A solução, segundo ele, passa por articulação federativa e cumprimento da Lei 12.608/2012, que distribui entre União, estados e municípios a responsabilidade pela redução de riscos. “Caso contrário, as ações locais continuarão a ser insuficientes diante da complexidade e dos altos custos”, diz.
O levantamento também revela que apenas 14% dos municípios estruturaram Núcleos Comunitários de Proteção e Defesa Civil (Nupdecs), enquanto 43% não contam com voluntários organizados — 37% planejam criar esses núcleos. A baixa cooperação regional também é evidente: apenas 15% participam de consórcios intermunicipais.
Falta integração
Além das limitações institucionais, eventos climáticos extremos têm se intensificado. Para o ecólogo e professor da UFRG Marcelo Dutra, estiagens prolongadas no Sul, ligadas ao fenômeno La Niña, e chuvas volumosas associadas ao El Niño configuram um padrão que se repete com maior intensidade. “Períodos de tempo muito seco têm causado prejuízos econômicos há muito tempo. Assim como eventos com chuvas muito intensas têm se tornado mais frequentes”, afirma. Dutra ressalta, ainda, que fenômenos recentes, como ventos ciclônicos, passaram a ocorrer com mais força e frequência, acompanhados de granizo e descargas elétricas.

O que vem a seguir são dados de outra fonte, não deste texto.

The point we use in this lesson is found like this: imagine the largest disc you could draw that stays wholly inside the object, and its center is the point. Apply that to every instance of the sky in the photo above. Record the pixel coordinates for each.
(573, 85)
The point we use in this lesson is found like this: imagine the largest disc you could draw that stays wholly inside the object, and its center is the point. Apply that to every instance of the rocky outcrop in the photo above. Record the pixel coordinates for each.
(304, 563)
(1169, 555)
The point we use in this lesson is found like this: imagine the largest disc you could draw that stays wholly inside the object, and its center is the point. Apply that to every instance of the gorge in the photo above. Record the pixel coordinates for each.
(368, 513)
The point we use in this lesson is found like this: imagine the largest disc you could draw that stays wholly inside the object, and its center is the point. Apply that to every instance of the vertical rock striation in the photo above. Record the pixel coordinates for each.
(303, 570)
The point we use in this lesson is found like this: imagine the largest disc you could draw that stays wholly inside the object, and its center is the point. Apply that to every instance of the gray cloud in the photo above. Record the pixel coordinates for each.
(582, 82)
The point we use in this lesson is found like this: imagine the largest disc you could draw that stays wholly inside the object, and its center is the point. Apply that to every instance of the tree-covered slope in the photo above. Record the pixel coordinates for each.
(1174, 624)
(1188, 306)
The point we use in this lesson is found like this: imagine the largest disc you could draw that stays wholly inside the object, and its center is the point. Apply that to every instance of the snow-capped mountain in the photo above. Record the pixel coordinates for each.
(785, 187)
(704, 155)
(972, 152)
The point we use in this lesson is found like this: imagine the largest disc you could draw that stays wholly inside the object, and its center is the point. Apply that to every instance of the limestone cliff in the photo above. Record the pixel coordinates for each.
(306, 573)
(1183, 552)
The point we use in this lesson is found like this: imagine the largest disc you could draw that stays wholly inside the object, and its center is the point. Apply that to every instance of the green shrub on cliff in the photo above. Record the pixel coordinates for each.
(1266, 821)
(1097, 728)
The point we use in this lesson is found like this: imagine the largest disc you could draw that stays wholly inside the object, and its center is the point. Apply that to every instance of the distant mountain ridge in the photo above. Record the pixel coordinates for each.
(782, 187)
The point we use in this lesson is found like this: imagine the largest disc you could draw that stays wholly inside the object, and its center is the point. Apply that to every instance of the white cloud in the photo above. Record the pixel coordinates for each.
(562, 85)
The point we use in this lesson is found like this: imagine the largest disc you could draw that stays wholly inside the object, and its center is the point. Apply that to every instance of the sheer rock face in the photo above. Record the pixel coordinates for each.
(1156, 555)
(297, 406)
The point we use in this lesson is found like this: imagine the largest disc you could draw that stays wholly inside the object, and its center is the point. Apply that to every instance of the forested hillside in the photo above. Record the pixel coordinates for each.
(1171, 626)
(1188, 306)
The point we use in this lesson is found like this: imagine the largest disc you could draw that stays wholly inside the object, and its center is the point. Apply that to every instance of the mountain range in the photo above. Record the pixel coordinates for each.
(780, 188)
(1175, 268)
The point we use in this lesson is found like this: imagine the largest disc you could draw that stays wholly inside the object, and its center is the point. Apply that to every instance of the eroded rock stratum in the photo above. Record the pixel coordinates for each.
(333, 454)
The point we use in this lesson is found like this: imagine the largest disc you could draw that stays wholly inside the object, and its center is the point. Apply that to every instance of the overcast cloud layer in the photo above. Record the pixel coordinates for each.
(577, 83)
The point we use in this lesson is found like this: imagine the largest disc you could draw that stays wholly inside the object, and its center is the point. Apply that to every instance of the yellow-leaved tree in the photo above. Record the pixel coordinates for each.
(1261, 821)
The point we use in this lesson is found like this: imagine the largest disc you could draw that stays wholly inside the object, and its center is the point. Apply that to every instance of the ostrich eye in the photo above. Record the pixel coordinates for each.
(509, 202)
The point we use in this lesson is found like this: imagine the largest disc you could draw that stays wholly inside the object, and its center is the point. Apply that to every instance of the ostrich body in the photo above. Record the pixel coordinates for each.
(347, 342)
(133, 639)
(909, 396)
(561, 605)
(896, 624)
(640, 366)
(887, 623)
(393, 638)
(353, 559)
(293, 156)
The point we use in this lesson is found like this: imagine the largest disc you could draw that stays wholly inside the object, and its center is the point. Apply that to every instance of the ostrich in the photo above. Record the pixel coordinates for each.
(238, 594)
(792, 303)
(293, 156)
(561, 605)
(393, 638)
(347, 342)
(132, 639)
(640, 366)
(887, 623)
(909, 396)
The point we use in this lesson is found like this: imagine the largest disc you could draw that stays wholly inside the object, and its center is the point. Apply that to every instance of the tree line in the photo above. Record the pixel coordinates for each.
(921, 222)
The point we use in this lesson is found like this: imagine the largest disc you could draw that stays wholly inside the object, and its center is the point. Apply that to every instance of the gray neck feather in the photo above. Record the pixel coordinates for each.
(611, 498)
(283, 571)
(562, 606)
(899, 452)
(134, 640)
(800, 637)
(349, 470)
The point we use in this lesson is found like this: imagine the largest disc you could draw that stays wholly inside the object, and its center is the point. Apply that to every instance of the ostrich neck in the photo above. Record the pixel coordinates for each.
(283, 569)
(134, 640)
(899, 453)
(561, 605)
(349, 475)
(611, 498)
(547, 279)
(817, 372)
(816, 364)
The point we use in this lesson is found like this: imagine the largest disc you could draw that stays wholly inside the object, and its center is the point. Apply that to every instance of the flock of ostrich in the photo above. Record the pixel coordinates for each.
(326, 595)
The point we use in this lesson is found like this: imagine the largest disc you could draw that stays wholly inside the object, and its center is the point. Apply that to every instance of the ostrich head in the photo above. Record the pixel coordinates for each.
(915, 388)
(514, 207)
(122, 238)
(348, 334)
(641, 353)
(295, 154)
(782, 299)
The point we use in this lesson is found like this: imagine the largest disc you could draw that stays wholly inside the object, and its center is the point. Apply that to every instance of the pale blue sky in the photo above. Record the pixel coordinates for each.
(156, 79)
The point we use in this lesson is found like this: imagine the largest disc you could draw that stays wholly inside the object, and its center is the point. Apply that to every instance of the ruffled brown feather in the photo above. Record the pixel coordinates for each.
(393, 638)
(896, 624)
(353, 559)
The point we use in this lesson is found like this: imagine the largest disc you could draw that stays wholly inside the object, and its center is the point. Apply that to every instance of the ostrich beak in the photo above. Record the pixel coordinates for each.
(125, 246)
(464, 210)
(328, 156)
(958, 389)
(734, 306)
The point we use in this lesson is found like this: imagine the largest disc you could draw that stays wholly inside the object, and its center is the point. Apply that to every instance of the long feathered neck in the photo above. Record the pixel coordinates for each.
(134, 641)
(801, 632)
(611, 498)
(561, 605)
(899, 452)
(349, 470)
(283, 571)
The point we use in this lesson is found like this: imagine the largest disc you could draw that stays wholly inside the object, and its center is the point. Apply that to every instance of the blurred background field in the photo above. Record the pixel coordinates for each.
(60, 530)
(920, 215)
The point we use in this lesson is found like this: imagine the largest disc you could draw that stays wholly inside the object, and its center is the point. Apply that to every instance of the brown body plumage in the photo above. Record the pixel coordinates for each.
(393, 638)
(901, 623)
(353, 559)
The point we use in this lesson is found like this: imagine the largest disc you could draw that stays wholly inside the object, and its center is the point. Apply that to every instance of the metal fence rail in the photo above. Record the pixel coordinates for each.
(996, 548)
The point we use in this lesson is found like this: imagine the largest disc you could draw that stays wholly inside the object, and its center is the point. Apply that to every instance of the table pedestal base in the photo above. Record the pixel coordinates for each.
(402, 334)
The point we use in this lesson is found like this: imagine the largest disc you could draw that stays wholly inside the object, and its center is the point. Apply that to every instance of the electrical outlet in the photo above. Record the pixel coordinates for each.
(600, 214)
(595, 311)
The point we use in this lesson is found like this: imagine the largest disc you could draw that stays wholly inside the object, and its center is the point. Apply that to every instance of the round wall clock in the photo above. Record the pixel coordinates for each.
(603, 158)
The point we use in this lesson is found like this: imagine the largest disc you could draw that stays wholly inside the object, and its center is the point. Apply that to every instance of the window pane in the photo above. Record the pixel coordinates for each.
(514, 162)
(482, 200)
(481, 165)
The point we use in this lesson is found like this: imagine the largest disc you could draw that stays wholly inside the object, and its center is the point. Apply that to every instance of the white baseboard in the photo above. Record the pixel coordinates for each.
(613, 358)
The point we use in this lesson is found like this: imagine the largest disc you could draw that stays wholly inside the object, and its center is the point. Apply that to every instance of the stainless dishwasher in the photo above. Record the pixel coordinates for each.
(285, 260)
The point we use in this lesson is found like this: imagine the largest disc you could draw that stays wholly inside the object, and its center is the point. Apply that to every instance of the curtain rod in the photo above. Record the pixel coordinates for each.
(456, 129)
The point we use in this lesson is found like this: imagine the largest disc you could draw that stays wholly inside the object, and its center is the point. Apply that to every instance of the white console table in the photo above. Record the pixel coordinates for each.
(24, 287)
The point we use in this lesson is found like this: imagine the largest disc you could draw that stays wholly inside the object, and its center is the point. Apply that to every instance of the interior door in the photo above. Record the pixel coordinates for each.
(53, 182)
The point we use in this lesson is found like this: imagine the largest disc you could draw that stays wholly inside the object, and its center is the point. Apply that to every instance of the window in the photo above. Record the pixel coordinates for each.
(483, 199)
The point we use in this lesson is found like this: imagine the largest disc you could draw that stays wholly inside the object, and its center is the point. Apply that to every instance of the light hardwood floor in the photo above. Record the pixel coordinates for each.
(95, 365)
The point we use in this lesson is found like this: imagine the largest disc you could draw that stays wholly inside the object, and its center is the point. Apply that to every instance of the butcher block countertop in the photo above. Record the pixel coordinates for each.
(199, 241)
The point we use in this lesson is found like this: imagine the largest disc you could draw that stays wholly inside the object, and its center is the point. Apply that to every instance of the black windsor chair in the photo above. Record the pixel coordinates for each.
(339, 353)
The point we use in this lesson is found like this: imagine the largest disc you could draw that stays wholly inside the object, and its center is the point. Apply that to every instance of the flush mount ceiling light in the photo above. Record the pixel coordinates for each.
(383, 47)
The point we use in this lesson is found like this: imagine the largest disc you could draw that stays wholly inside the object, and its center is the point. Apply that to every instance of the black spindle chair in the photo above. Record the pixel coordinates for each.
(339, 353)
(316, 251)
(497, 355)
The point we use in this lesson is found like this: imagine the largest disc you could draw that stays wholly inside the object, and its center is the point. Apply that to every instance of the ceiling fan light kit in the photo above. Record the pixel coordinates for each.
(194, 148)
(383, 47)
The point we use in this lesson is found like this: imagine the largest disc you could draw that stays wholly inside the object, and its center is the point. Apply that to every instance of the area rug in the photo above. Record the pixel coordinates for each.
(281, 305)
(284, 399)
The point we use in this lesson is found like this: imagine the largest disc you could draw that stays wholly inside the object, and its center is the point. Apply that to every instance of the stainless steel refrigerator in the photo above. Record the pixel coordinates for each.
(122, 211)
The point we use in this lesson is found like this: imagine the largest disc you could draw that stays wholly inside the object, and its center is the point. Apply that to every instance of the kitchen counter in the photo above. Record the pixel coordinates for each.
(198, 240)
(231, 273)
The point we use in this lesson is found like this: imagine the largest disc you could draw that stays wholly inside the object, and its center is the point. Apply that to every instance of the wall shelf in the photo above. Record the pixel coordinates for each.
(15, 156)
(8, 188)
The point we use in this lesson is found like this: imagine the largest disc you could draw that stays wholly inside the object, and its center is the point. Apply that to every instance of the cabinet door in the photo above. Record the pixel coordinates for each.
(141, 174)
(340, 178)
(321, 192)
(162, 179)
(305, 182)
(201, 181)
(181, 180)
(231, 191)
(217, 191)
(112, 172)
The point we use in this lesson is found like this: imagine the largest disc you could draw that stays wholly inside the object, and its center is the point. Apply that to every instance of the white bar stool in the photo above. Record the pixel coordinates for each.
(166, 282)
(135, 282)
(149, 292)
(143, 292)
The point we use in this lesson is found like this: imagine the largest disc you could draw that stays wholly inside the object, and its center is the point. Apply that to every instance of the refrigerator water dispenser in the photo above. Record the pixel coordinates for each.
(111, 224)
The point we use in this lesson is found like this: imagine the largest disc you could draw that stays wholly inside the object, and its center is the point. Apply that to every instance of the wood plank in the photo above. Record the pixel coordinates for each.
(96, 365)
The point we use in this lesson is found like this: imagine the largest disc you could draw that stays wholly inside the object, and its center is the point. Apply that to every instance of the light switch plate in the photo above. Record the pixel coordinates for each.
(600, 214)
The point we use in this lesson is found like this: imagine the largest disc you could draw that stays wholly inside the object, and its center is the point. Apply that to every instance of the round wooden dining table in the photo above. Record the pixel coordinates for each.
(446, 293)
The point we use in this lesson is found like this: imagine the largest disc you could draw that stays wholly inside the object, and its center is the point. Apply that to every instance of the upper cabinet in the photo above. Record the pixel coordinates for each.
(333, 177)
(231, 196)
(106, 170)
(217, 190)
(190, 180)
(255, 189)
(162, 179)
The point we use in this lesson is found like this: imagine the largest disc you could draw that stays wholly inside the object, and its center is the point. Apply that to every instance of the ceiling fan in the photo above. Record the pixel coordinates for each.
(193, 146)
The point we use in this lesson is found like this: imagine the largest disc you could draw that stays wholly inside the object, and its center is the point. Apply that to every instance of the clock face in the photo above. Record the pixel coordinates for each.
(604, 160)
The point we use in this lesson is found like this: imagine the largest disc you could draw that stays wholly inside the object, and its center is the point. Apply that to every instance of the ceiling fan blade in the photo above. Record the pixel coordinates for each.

O pesquisador aponta que a fragilidade urbana está diretamente ligada à baixa cultura de risco e ao deficit de planejamento. “Nós, infelizmente, ainda não estamos lidando com cidades preparadas. Não se tem bons instrumentos de planejamento adequados a este novo momento climático”, diz. Para ele, a agenda de qualquer administração deve priorizar prevenção e adaptação, ações que demandam infraestrutura e financiamento. Sem isso, “nós vamos continuar gastando com as perdas”.
Dutra destaca que municípios precisam identificar vulnerabilidades, independentemente do tamanho ou da renda. A atualização de planos diretores e a revisão de instrumentos de planejamento são passos essenciais. No entanto, ele observa que iniciativas estaduais nem sempre se conectam às políticas locais, como no caso do Plano Rio Grande, após as enchentes de 2024. “Ele se comunica muito pouco com os municípios. Falhamos por falta de conexão.”
O professor também defende o uso de tecnologias disponíveis, como radares, monitoramento em tempo real e redes de cooperação. “Isso tudo serve para compreender o cenário e alertar a população. Mas não adianta alertar se continuamos desprotegidos”, completa.
A percepção é compartilhada pelo mestre em planejamento urbano John Fernando de Farias Wurdig, que reforça o papel central do plano diretor como instrumento obrigatório, inclusive para cidades com áreas suscetíveis a inundações e deslizamentos. “O município precisa conhecer o seu território. Com o plano diretor, terá um diagnóstico que irá identificar áreas de risco e estabelecer objetivos e indicadores para trabalhar a adaptação”, explica.